Removal of metabolic liabilities enables development of derivatives of procaspase-activating compound 1 (PAC-1) with improved pharmacokinetics
Roth, Howard S.,Botham, Rachel C.,Schmid, Steven C.,Fan, Timothy M.,Dirikolu, Levent,Hergenrother, Paul J.
, p. 4046 - 4065 (2015/05/27)
Procaspase-activating compound 1 (PAC-1) is an o-hydroxy-N-acylhydrazone that induces apoptosis in cancer cells by chelation of labile inhibitory zinc from procaspase-3. PAC-1 has been assessed in a wide variety of cell culture experiments and in vivo models of cancer, with promising results, and a phase 1 clinical trial in cancer patients has been initiated (NCT02355535). For certain applications, however, the in vivo half-life of PAC-1 could be limiting.
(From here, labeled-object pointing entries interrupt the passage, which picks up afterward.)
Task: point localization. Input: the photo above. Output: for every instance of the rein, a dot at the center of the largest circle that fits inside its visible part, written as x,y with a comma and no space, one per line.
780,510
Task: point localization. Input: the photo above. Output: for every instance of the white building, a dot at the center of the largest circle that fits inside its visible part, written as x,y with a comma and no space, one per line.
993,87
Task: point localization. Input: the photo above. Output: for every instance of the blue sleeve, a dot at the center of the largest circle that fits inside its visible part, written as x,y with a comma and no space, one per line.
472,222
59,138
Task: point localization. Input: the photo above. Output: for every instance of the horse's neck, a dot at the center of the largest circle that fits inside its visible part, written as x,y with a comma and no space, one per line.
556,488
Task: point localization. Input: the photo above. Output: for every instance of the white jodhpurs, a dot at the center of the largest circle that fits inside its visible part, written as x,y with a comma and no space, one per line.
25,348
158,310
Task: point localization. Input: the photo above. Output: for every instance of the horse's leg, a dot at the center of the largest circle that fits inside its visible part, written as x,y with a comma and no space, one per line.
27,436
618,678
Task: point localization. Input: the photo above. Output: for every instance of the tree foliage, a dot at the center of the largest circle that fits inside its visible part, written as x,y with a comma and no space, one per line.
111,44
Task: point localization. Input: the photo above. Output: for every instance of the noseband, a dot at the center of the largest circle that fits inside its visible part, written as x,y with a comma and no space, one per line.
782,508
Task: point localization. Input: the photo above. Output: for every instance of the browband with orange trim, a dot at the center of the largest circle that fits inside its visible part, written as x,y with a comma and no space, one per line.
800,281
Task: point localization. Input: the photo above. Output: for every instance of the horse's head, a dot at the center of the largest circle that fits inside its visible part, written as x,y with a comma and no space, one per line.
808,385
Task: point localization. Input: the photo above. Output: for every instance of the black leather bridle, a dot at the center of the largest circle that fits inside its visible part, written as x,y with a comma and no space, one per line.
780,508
Thus, with the goal of developing a compound with enhanced metabolic stability, a series of PAC-1 analogues were designed containing modifications that systematically block sites of metabolic vulnerability. Evaluation of the library of compounds identified four potentially superior candidates with comparable anticancer activity in cell culture, enhanced metabolic stability in liver microsomes, and improved tolerability in mice. In head-to-head experiments with PAC-1, pharmacokinetic evaluation in mice demonstrated extended elimination half-lives and greater area under the curve values for each of the four compounds, suggesting them as promising candidates for further development.